I was scheduled to return on 15 Feb 05. I was sad, as usual, to hand over duties to another team of Acheh-newbie pilots and crewmen, concerned over the internal conflicts they would face in the execution of duties in this harsh land. I realised later that they suffered no such conflict, as they did exactly as they pleased in Acheh, even snagging the aircraft in Lamno on a dubious unserviceability to spend a night with their girlfriends. So much for being an ambassador for Malaysia, let alone representing the professionalism of air force helicopter pilots. How depressing to be known amongst the French, the Spaniards, the Pakistanis, the Germans and your countrymen for executing tasks with flair, only to have such opinions eroded by the gross idiocy of those who succeed you by placing self above service.

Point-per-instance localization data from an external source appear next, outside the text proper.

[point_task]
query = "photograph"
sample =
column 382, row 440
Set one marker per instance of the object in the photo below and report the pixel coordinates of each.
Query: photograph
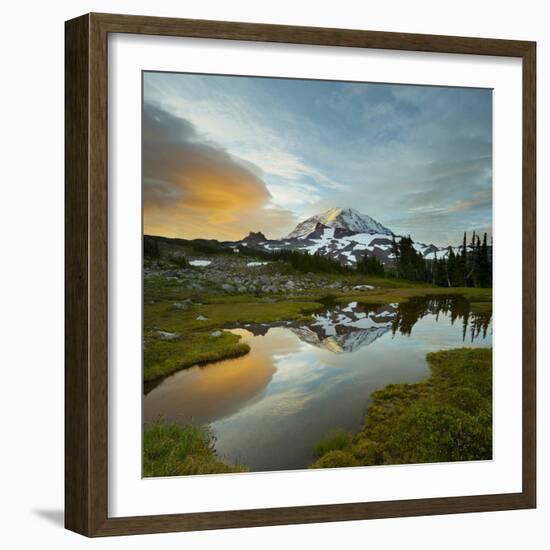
column 317, row 274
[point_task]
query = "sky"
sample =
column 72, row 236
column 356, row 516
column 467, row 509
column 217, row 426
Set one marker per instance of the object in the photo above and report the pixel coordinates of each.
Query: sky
column 226, row 155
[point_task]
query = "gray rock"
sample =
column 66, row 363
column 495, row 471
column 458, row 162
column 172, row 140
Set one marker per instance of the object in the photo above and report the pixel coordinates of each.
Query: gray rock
column 163, row 335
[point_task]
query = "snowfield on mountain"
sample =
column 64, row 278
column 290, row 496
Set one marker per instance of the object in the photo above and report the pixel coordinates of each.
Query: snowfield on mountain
column 343, row 234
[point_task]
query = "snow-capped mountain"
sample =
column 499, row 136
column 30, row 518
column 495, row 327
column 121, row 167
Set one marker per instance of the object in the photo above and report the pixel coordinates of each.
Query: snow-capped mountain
column 343, row 234
column 347, row 220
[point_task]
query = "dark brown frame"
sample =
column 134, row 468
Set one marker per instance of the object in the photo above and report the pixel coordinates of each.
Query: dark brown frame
column 86, row 274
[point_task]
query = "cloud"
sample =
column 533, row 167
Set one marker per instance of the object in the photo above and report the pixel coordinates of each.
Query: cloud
column 195, row 188
column 394, row 152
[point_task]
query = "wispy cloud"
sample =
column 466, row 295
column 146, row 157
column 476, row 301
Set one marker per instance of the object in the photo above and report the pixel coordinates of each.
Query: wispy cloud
column 417, row 158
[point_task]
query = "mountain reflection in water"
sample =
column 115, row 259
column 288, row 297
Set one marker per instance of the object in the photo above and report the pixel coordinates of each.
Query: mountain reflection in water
column 301, row 380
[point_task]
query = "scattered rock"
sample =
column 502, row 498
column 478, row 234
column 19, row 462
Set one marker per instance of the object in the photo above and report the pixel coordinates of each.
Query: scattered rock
column 163, row 335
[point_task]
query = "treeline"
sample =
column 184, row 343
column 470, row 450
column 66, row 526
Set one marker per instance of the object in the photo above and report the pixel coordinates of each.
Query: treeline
column 471, row 266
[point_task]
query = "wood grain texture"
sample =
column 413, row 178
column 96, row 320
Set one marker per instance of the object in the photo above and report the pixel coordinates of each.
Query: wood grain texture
column 77, row 459
column 86, row 358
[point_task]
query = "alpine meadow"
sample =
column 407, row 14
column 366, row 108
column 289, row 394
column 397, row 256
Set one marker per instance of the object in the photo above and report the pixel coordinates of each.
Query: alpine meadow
column 317, row 274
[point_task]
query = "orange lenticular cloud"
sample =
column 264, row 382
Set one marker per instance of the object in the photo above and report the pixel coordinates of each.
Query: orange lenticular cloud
column 192, row 188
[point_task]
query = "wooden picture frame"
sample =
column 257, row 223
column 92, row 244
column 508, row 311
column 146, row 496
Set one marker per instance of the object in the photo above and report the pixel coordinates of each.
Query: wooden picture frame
column 86, row 283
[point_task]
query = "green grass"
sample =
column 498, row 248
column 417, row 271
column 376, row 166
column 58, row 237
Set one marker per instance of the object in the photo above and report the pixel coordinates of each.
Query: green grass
column 195, row 345
column 336, row 440
column 400, row 295
column 164, row 357
column 172, row 450
column 447, row 417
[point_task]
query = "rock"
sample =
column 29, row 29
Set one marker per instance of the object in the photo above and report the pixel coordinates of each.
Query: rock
column 163, row 335
column 363, row 287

I was "rewarded" handsomely for the excellence I had shown to all VIPs and foreign nations upon my return to Malaysia. Hardly had I washed my flying suits when my boss called me with the happy news that I was posted to MINDEF, to serve as the Staff Officer 2-Helicopter, under the Air Operations Commander. Inside, I felt that my wings had been clipped. To be behind a desk after flying in an operational theater like Acheh was to me a prison sentence.

But on the bright side, so began my 3 year stint as a staff officer, and the comfort of knowing what undisturbed weekends were like.